Workers at orchards, vineyards and other farms in northern California are preparing for the beneficial rains and punishing winds of a powerful storm set to hit on Wednesday.
The state is in the midst of one of its worst droughts ever and this storm promises the desperately needed Sierra Nevada mountain snow that would have more of a beneficial effect on water availability than the warm rains that have occasionally hit the state.
“We are viewing this kind of storm with a dual approach, we’re really not that happy about it, but you have to look down the road at the picture,” said Noreen Aguilar, who owns the 10-acre Highland Orchard with her husband, who acquired it in 1947 .
The orchard is located in Penryn, California, a city in the foothills of the Sierra Nevada mountain that is on flood watch through Friday .

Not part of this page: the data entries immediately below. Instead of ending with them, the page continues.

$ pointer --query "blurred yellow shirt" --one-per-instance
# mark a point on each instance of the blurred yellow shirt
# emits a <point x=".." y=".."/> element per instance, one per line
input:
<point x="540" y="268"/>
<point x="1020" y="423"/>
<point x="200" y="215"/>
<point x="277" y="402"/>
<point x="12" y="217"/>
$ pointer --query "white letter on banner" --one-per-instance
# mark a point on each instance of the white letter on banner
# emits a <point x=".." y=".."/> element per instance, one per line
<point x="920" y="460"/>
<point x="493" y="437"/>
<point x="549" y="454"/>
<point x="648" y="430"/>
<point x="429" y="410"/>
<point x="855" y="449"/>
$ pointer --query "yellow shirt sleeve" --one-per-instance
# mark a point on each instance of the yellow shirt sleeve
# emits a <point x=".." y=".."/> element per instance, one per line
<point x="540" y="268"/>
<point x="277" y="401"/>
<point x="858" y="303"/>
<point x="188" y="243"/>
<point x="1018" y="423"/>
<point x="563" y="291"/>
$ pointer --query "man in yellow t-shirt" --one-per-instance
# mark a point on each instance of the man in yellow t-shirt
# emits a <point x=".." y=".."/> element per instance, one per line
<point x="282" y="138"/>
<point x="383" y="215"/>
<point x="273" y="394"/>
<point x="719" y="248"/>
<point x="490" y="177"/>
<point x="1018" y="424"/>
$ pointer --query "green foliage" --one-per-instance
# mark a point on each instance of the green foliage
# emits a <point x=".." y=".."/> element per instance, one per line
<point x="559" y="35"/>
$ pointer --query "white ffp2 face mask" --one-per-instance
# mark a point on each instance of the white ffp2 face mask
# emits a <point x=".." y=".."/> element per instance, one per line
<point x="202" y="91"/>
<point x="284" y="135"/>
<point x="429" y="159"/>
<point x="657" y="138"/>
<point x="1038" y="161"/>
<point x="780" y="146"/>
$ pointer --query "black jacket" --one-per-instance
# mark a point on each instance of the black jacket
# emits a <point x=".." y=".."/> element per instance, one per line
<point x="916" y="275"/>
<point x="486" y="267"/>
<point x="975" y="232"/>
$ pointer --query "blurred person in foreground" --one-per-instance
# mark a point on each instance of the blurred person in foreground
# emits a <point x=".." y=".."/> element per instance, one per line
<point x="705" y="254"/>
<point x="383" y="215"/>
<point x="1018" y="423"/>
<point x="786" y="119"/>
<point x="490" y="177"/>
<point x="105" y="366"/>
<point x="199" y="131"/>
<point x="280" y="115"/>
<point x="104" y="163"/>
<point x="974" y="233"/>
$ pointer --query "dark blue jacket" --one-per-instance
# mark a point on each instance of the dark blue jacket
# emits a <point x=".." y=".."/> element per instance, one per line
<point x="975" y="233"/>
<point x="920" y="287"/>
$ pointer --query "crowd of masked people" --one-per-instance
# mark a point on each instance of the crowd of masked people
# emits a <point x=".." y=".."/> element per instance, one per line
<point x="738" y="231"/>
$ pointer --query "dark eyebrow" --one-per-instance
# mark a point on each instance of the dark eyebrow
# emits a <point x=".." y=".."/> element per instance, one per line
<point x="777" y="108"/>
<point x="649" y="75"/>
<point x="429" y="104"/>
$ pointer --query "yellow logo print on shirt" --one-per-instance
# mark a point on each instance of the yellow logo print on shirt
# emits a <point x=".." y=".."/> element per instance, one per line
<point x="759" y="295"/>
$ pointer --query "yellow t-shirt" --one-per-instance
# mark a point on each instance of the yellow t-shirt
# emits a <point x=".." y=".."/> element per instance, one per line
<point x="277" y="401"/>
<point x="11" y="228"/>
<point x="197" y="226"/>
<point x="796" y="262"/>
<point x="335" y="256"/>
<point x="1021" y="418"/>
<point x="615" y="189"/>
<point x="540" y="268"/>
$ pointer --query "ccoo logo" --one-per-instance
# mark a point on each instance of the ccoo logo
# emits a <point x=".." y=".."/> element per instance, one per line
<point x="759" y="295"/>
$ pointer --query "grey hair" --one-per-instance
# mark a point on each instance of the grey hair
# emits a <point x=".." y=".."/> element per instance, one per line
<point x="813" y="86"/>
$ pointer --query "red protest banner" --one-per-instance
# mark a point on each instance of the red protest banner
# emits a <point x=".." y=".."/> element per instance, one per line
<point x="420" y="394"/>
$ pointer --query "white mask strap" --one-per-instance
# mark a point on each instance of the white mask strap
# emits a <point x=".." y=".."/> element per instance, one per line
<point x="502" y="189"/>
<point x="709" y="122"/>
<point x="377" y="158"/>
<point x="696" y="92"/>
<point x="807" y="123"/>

Flash flood warnings have been issued for parts of the region ahead of the storm system, which is expected to arrive on Wednesday and continue through Thursday. The National Weather Service said it is “expected to be one of the strongest storms in terms of wind and rain intensity” since storms in 2008 and 2009.
Aguilar said the winds are the biggest threat to the mandarins because they can knock fruit off of the tree, and fruit that remains on trees can be punctured by tree limbs. She said they are expecting to lose a significant part of their crop so fruit pickers are rushing to collect as much as they can before the storm hits.
“It’s really a dichotomy, because we need the rain – we’re in the middle of a drought here – but we’re also in the middle of our harvest,” said Aguilar. “So for mandarin growers, it’s going to be good and bad.”
The heaviest rainfall could bring 3-to-6-inch rainfall totals to several regions of the northern part of the state.
Growers of dormant crops like wine grapes are eagerly anticipating this part of the storm.
“We’re glad its coming,” said Charlie Jones, owner of Lava Cap Winery in Placerville . “We need all we can get at this point.”
While farmers in this hilly region are looking forward to the rain, there are serious concerns about erosion. Jones and his workers were preparing by laying straw on the roads.
He is cautiously optimistic about the impact the storm could have on the drought, which hasn’t yet effected his grapes. He noted that at this time last year, there were promising rains, but they dwindled in January and February.
“If we have another year of drought, I think we will definitely see some effects on the vine and ability to get fruit to maturity,” Jones said.
The devastating King Fire that raged through the region in the fall has also created potentially treacherous conditions when mixed with the heavy rains. The burned lands are at greater risk for debris slides and flash-flooding, according to the California governor’s office of emergency services.